In the last year, or even more, we have put all our efforts into the development of a novel Reinforcement Learning algorithm for temporal pattern learning. In our approach, we use a Hierarchy of self-organizing maps to encode sequences of motion primitives. More details of this work are available in the publications section and as soon as we finish the review more work will be out.
To make long story short, in the context of this work we want to reproduce a tactile gesture pattern, e.g., a stroke, with our beloved finger-enabled Aldebaran Nao using as input the observations from the joint space plus the fingertip feedback and learn the actions that will reproduce the pattern.

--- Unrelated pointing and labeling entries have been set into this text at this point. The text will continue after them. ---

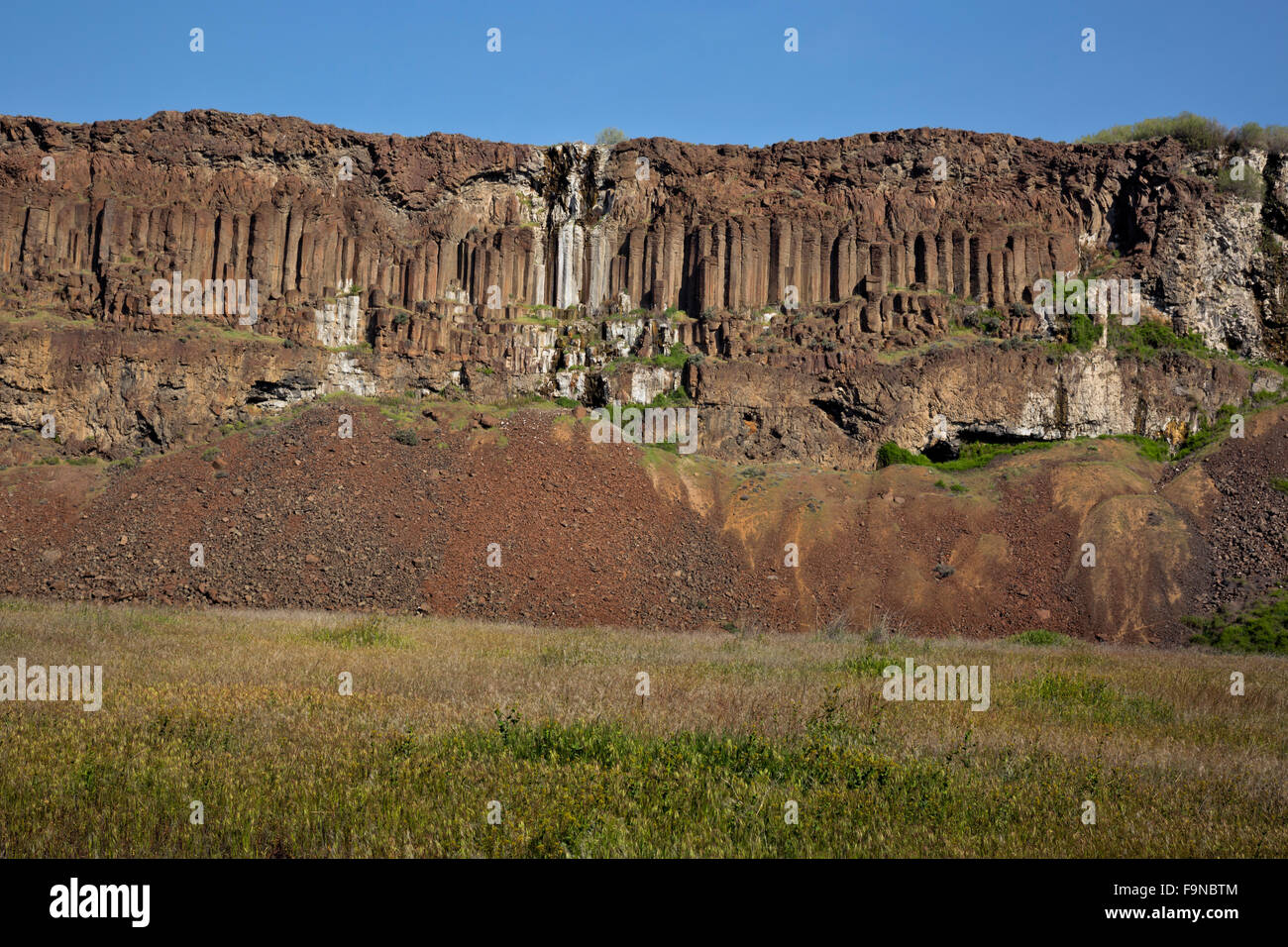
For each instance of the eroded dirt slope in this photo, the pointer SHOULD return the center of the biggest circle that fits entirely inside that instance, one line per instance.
(292, 514)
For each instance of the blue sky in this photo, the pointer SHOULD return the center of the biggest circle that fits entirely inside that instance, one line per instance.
(695, 71)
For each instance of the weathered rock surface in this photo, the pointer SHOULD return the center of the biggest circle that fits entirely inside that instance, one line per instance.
(390, 263)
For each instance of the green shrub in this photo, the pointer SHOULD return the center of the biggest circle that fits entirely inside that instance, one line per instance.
(1039, 637)
(1149, 449)
(1250, 188)
(1193, 131)
(1083, 333)
(1262, 628)
(1146, 339)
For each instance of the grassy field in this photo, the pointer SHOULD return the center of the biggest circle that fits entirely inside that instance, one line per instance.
(243, 711)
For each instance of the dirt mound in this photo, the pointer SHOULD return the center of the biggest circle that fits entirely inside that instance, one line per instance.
(579, 532)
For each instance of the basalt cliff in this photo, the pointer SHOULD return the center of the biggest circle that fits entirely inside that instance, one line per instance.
(814, 299)
(253, 361)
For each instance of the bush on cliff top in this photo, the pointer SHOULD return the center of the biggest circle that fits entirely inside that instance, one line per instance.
(1197, 133)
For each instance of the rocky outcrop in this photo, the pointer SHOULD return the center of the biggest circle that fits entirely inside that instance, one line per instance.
(568, 269)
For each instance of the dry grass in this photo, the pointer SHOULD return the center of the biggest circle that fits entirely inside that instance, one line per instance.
(243, 711)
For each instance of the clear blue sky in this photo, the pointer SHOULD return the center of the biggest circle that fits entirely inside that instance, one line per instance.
(694, 69)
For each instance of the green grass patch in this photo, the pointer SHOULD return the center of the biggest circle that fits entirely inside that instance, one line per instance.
(1091, 699)
(366, 633)
(1039, 637)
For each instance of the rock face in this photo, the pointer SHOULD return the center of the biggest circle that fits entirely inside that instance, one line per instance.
(505, 268)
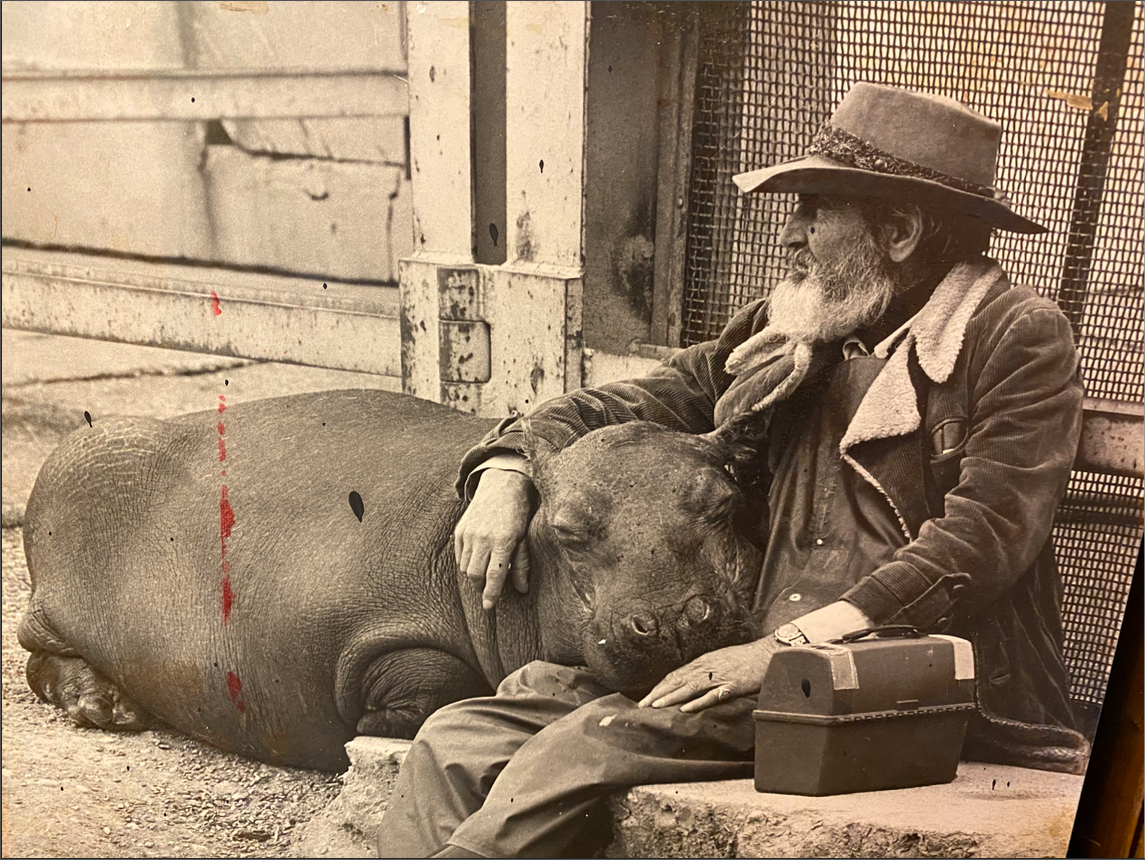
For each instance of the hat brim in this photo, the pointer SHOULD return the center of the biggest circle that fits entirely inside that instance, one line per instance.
(819, 174)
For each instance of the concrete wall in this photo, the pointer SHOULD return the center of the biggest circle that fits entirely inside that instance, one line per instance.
(325, 195)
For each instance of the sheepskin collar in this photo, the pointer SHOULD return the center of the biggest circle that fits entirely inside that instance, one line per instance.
(936, 334)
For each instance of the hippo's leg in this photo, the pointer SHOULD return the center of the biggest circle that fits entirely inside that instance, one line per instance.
(88, 697)
(57, 675)
(403, 687)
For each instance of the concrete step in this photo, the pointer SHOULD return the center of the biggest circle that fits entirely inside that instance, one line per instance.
(987, 811)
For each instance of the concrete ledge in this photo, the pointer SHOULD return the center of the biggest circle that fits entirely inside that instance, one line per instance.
(987, 811)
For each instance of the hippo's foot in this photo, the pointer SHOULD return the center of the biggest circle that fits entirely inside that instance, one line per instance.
(89, 699)
(404, 687)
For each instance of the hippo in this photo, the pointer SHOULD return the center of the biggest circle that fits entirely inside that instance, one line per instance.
(276, 577)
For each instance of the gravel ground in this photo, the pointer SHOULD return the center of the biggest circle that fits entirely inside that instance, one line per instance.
(71, 791)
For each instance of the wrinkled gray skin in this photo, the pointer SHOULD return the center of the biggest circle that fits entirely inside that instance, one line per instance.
(338, 626)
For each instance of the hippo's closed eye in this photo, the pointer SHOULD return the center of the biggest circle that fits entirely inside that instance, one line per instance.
(573, 530)
(713, 496)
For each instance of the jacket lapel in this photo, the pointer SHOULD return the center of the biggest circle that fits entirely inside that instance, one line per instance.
(882, 442)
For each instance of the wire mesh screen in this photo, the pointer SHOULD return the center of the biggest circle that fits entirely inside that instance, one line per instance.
(770, 73)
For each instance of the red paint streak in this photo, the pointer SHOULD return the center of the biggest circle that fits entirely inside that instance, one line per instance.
(226, 515)
(228, 598)
(235, 686)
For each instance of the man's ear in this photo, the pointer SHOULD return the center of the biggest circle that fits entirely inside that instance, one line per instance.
(902, 233)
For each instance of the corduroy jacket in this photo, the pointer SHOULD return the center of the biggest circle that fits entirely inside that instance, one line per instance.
(969, 432)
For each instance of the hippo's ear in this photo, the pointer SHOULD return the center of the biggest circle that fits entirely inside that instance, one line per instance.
(740, 440)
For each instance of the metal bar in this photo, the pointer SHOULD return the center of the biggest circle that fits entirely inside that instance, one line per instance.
(181, 96)
(678, 86)
(1108, 83)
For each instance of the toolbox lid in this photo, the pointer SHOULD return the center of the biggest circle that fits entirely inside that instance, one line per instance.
(865, 673)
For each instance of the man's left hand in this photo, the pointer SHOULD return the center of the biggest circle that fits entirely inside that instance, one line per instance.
(715, 677)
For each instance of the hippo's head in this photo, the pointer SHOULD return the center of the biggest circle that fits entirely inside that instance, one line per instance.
(638, 526)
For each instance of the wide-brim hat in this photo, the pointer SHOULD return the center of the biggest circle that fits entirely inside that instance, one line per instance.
(917, 147)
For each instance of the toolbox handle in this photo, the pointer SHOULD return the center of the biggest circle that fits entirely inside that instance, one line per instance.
(889, 631)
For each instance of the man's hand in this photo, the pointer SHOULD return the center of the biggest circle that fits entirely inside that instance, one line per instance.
(715, 677)
(489, 541)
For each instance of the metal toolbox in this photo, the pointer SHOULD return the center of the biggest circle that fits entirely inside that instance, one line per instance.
(878, 709)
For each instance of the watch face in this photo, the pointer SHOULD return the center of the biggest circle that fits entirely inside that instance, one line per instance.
(789, 633)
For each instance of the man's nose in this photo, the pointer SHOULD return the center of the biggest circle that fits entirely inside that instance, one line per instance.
(795, 231)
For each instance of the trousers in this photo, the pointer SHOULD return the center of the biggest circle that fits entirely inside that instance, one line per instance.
(521, 772)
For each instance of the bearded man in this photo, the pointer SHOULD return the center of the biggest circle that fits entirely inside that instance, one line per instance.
(922, 417)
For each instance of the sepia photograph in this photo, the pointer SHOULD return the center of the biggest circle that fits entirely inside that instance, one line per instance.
(522, 428)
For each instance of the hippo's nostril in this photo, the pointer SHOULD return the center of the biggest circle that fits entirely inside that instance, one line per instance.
(697, 610)
(644, 624)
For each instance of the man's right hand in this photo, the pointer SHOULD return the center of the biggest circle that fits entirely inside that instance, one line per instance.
(489, 539)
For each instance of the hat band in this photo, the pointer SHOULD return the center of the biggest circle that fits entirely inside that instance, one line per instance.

We merely focus on three factors when reproducing patterns, which simply answer the following questions:
- What I've done so far; how well does it fit with what I've learned during training?
- What I currently see/observe; does it relate to the states I've seen during training?
- From where I am now; how can I reach a state that will give me more reward?
Even though these three factors from a first glance should be more than enough to successfully reproduce a temporal pattern, it is not case when perturbations occur in the actions, or the actions simply fail to complete, e.g. an obstacle is not allowing the robotic arm to move.
Our specific problem was when our Nao was reproducing correctly the learned pattern but a perturbation (a rather large one, we are moving the arm to a state far away) in the motion could not be handled by the robot. Our algorithm was able to understand the sudden change, but because of the long matches of historical observations during the correct actions, it was not able to recover the motion from the new state.
The missing link is probably the surprise. According to dictionary.com surprise would be a state where you discover something suddenly or unexpectedly. Hey...Story of a robot's life! When their environment changes, it will be either too late to realize it and adapt, or will never realize it and you know the catastrophic results...
Izard in his book [1] tried to describe surprise amongst other emotions. He argued that it is the result of an unexpected event or stimuli which leaves our mind blank momentarily as if normal thinking processes are stopped. Ortony and Partridge [2] highlighted the problems of artificial systems and suggested that a surprise mechanism is “a crucial component of general intelligence”.
Peters, M. W. [3] in a really interesting paper (look for the "Encoding Surprise" section) is serially modelling surprise as the absolute difference of the expectation and the current observation. What is more interesting though is that explains the idea of homeostasis:
"For all biological systems some states are more conducive to life than others, and the basic biological function is to preserve homeostasis by moving from less conducive states to more conducive ones."
"In other words, it does not even need to keep telling itself that things are still the same. It is not surprising then, that over time individual neurons and even semi-discrete neural systems exhibit reduction in response to unvarying stimuli (Day 1972)."
What I think is happening to our Nao is that the historical match of actions is acting as homeostasis (there is a momentum in all these good historical matches) and unless something surprises our robot it cannot recover. This surprise will have to allow our algorithm ignore the massively built historical match through time, and compare the expected state with the current observation, and... And what? Start afresh? Wait for a few steps to see if it was just noise, and now I am back on track? Is there any systematic way to solve this problem, or do we follow problem-specific approaches to decay the importance of history?
References
- The psychology of emotions , Springer, 1991
- Ortony, A., & Partridge, D. (1987). Surprisingness and expectation failure: what’s the difference? In J. McDermott (Ed.), Proceedings of the 10th international joint conference on Artificial intelligenceVolume 1 (pp. 106-108). Morgan Kaufmann.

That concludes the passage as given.